The quality of the photos. (Picture 1 = Canon 40D DSLR Picture 2 = point and shoot)
The thrill of adjusting the camera just right to get the shot you were looking for.
The ability to add lenses to your bag then go out and start learning all over again.
Its a great hobby.

The new DSLR's have auto settings too so you can take the lense cap off point and shoot if you just need a snapshot. The XSI has a lot of the features of the 40D.


----------



## Desiboy (Apr 1, 2005)

Giddeeup said:


> The quality of the photos. (Picture 1 = Canon 40D DSLR Picture 2 = point and shoot)
> The thrill of adjusting the camera just right to get the shot you were looking for.
> The ability to add lenses to your bag then go out and start learning all over again.
> Its a great hobby.
> The new DSLR's have auto settings too so you can take the lense cap off point and shoot if you just need a snapshot. The XSI has a lot of the features of the 40D.

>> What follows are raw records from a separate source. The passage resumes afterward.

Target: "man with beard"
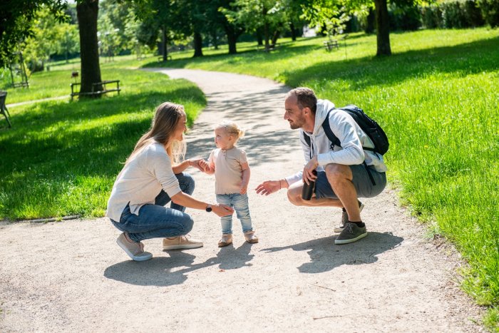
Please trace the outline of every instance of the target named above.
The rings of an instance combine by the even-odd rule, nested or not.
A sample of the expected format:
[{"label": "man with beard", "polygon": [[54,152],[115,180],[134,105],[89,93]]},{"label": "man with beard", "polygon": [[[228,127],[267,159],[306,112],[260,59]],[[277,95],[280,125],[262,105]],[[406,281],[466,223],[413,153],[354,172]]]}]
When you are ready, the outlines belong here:
[{"label": "man with beard", "polygon": [[[317,100],[312,89],[292,90],[286,96],[284,107],[284,120],[292,129],[299,129],[305,166],[294,175],[262,183],[257,187],[257,193],[268,195],[287,188],[293,205],[342,208],[341,221],[334,228],[340,232],[335,244],[347,244],[366,237],[366,225],[360,214],[364,205],[357,198],[372,198],[384,189],[386,166],[383,156],[364,150],[374,145],[354,118],[335,108],[331,101]],[[324,121],[339,140],[339,145],[328,138],[323,128]],[[304,199],[304,184],[311,182],[315,182],[312,198]]]}]

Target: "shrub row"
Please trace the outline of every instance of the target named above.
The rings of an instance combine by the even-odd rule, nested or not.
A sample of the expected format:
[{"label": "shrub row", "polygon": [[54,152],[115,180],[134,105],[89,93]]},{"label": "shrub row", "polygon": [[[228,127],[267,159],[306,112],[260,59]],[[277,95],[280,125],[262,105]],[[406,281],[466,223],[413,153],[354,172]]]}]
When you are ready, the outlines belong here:
[{"label": "shrub row", "polygon": [[[499,0],[448,0],[425,6],[399,1],[389,4],[389,14],[392,31],[474,28],[485,24],[495,28],[499,26]],[[349,24],[347,30],[373,32],[374,22],[369,23],[373,15],[371,11],[370,15],[354,18],[355,24]]]}]

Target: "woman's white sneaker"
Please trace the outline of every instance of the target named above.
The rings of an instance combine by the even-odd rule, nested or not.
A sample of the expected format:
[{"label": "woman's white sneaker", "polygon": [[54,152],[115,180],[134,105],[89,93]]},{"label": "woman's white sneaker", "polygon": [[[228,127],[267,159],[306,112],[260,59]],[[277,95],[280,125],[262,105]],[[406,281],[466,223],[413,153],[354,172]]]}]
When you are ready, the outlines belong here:
[{"label": "woman's white sneaker", "polygon": [[123,251],[125,251],[133,260],[145,261],[153,257],[151,253],[144,251],[144,245],[142,242],[130,242],[125,236],[125,232],[122,232],[121,235],[120,235],[116,240],[116,243],[118,243],[120,247],[123,249]]}]

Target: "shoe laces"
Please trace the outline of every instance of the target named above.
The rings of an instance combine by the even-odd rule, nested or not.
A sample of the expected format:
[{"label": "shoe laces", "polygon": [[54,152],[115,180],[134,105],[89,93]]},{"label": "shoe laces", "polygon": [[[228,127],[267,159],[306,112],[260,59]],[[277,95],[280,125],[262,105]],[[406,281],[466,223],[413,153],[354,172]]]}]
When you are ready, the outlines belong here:
[{"label": "shoe laces", "polygon": [[344,230],[346,230],[346,232],[350,232],[351,234],[354,233],[354,223],[351,222],[347,222],[345,223],[345,227]]}]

I agree, but honestly, it depends on what you'll be using it for. If you want a camera to use whenever, then point and shoot is it. dSLRs are great if you want to get into the hobby, but I'm not sure that's what the OP's intentions are.

The major, and I do mean MAJOR drawback is their size. If you're traveling, or going out for a night on the town, you don't want to be lugging around a huge camera, you want something that you can throw in your pocket.

I'm quite into the photography hobby, so I have a dSLR for when I'm going out to shoot and a point and shoot for all those random "Kodak moments".


----------



## Skiddy (Apr 12, 2007)

Giddeeup said:


> The quality of the photos. (Picture 1 = Canon 40D DSLR Picture 2 = point and shoot)
> The thrill of adjusting the camera just right to get the shot you were looking for.
> The ability to add lenses to your bag then go out and start learning all over again.
> Its a great hobby.
> ...


Hmmm. I think I prefer the output of Picture 2 (P&S)... what am I missing? :dunno:


----------



## HW (Dec 24, 2001)

Skiddy said:


> Hmmm. I think I prefer the output of Picture 2 (P&S)... what am I missing? :dunno:


pretty sure that's reversed.


----------



## Skiddy (Apr 12, 2007)

Not according to the EXIF info


----------



## HW (Dec 24, 2001)

Skiddy said:


> Not according to the EXIF info


shutter too fast (1/500) or iso too low (100) :dunno: maybe he's saying the manual feature of the slr would let him take a crappy picture while the point'n'shoot will always a satisfactory picture.

nice lens though.


----------



## hockeynut (Apr 14, 2002)

DSLR gives you much more control but the ability to shoot in RAW (then you can make all of the adjustments in the world in Photoshop/Lightroom/etc).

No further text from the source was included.